Did some more investigation and it looks like if I stop a non-leader sensu server then the checks continue. However, stopping the leader causes the checks to stop. I can see in the logs where a new leader is elected after about a minute, however the health checks never resume. Just continually prints out the following every 30 seconds.

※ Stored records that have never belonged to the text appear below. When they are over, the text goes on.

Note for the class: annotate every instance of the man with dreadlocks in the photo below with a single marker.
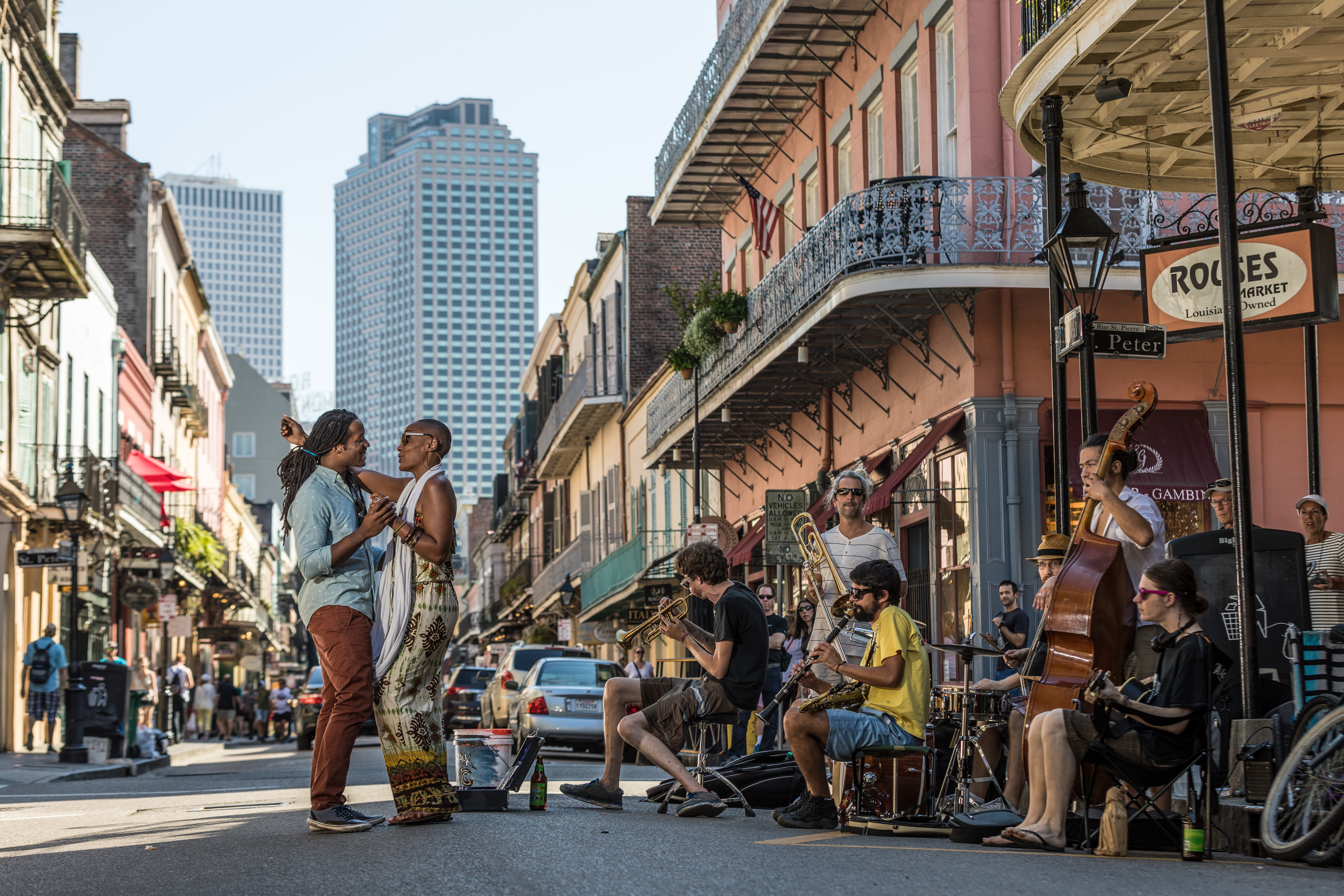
(413, 623)
(326, 511)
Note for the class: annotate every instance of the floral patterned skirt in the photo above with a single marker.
(408, 703)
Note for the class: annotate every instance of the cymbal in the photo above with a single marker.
(966, 651)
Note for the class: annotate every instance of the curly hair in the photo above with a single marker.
(1128, 460)
(702, 561)
(329, 432)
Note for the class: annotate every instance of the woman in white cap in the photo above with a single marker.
(1326, 561)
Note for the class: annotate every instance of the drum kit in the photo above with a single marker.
(901, 794)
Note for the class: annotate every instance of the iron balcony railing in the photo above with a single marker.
(596, 375)
(37, 197)
(733, 41)
(908, 222)
(1039, 17)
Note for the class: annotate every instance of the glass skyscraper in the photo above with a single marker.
(237, 237)
(436, 283)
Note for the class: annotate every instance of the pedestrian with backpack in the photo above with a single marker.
(44, 683)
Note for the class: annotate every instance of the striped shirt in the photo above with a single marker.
(1327, 604)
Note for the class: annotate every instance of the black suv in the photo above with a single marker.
(310, 704)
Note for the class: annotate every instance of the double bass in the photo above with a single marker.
(1089, 617)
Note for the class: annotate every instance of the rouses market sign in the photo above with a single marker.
(1288, 279)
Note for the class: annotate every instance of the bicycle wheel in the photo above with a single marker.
(1312, 713)
(1306, 803)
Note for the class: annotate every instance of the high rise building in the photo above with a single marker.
(237, 236)
(436, 273)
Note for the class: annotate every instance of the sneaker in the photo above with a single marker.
(595, 794)
(701, 805)
(338, 819)
(358, 816)
(794, 807)
(812, 815)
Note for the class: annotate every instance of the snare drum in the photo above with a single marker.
(945, 706)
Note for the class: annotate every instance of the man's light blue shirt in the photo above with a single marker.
(324, 514)
(58, 661)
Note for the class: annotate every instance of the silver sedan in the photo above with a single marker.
(561, 699)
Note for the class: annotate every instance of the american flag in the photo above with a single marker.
(765, 216)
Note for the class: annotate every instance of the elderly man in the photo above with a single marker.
(853, 542)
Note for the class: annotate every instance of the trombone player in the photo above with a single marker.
(894, 710)
(733, 657)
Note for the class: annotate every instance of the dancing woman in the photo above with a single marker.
(415, 620)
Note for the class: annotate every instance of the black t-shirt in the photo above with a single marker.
(1182, 680)
(1018, 623)
(775, 625)
(740, 619)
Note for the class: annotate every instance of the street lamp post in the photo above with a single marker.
(1084, 240)
(73, 504)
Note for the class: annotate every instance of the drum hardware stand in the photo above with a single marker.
(963, 762)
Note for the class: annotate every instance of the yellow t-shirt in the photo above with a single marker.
(908, 703)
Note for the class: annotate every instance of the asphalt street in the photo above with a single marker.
(233, 823)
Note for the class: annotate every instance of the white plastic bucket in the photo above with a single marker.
(484, 757)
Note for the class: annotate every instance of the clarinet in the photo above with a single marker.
(764, 714)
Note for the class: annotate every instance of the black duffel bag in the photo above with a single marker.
(769, 780)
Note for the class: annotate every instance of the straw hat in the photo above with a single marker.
(1053, 547)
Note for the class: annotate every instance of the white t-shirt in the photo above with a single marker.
(874, 545)
(1136, 558)
(639, 672)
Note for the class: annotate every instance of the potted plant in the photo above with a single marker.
(681, 359)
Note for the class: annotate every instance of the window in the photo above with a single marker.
(845, 168)
(910, 119)
(947, 101)
(812, 199)
(876, 170)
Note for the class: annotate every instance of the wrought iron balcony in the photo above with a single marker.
(44, 234)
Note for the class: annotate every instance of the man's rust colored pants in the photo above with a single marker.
(346, 655)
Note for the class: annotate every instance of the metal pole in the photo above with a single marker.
(1052, 134)
(1216, 37)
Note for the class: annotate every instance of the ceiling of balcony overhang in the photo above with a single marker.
(855, 336)
(1285, 80)
(768, 87)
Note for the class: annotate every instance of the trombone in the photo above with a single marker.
(648, 631)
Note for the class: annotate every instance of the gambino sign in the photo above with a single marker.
(1288, 279)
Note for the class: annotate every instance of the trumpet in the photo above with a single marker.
(648, 631)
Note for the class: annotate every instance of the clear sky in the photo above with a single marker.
(281, 92)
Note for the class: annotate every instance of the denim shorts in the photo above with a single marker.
(867, 727)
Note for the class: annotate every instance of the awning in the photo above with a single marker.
(158, 475)
(1177, 459)
(882, 498)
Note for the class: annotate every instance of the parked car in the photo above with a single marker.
(463, 691)
(501, 694)
(311, 704)
(561, 699)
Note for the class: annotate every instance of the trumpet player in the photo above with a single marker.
(734, 660)
(893, 713)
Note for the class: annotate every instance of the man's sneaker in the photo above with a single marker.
(338, 819)
(595, 794)
(814, 813)
(701, 805)
(792, 807)
(373, 820)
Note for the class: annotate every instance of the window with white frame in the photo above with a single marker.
(876, 170)
(845, 167)
(947, 100)
(910, 119)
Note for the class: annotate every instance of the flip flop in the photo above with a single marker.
(1018, 843)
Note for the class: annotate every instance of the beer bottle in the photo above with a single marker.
(537, 799)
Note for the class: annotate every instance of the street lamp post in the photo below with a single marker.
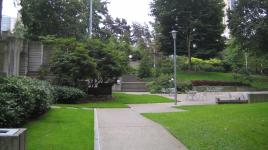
(90, 20)
(174, 35)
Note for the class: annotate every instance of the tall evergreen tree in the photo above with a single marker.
(1, 6)
(248, 23)
(62, 18)
(198, 22)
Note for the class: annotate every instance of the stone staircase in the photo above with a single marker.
(131, 83)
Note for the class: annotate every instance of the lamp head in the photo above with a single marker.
(174, 34)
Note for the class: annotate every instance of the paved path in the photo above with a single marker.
(154, 108)
(126, 129)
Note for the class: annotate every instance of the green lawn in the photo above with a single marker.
(121, 100)
(62, 129)
(219, 127)
(260, 82)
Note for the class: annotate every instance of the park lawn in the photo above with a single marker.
(121, 100)
(62, 129)
(259, 82)
(219, 127)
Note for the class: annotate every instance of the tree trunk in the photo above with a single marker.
(188, 40)
(1, 6)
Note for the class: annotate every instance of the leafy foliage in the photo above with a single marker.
(62, 18)
(71, 62)
(159, 83)
(248, 22)
(23, 98)
(198, 22)
(90, 60)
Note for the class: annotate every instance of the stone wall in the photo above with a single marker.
(258, 97)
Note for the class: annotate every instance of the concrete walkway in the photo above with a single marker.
(126, 129)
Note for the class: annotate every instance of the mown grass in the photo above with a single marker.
(219, 127)
(259, 82)
(121, 100)
(62, 129)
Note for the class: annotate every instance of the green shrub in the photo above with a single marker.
(184, 86)
(162, 82)
(11, 112)
(23, 98)
(67, 95)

{“timestamp”:“2016-08-12T18:01:40.912790+0000”,“level”:“info”,“message”:“i am now the leader”}
{“timestamp”:“2016-08-12T18:02:10.912819+0000”,“level”:“info”,“message”:“determining stale clients”}
{“timestamp”:“2016-08-12T18:02:10.913089+0000”,“level”:“info”,“message”:“determining stale check results”}
{“timestamp”:“2016-08-12T18:02:40.913197+0000”,“level”:“info”,“message”:“determining stale check results”}
{“timestamp”:“2016-08-12T18:03:10.914089+0000”,“level”:“info”,“message”:“determining stale clients”}
{“timestamp”:“2016-08-12T18:03:10.914443+0000”,“level”:“info”,“message”:“determining stale check results”}
{“timestamp”:“2016-08-12T18:03:40.915434+0000”,“level”:“info”,“message”:“determining stale clients”}
{“timestamp”:“2016-08-12T18:03:40.915750+0000”,“level”:“info”,“message”:“determining stale check results”}
Not sure if this is a bug or an issue with my setup, so wondering if anyone else is seeing this issue or know of a bug that is causing this.
Thanks!
···
On Friday, August 12, 2016 at 9:43:06 AM UTC-7, Kevin Lee wrote:
I’m running 3 sensu instances each with sensu-server, sensu-client, and sensu-api using Redis (which uses Sentinel) as both the transport and data store. When I define a health check on one sensu server which runs for a subscription that each of the sensu server’s client is subscribed to, I have to first stop all sensu-server, sensu-client, and sensu-api instances on all machines, then AFTER they are all down then bring them all back up. If I don’t bring them all down first then the health check never starts running. So once everything is back up and running and the health check is running on all three instances. If I stop one sensu-server, the health checks stop running on the remaining instances. If I bring the server back up, the health check still does not run. In order to get the health check to run again automatically I must stop ALL sensu servers, clients, and api’s, then AFTER all are down, start them back up again. If I try to restart each one without first bringing them all down it fails to run just like when adding a new health check.
From what I can tell, there are no errors in any of the logs.
Is this expected behavior? If not, any ideas on what the issue could be.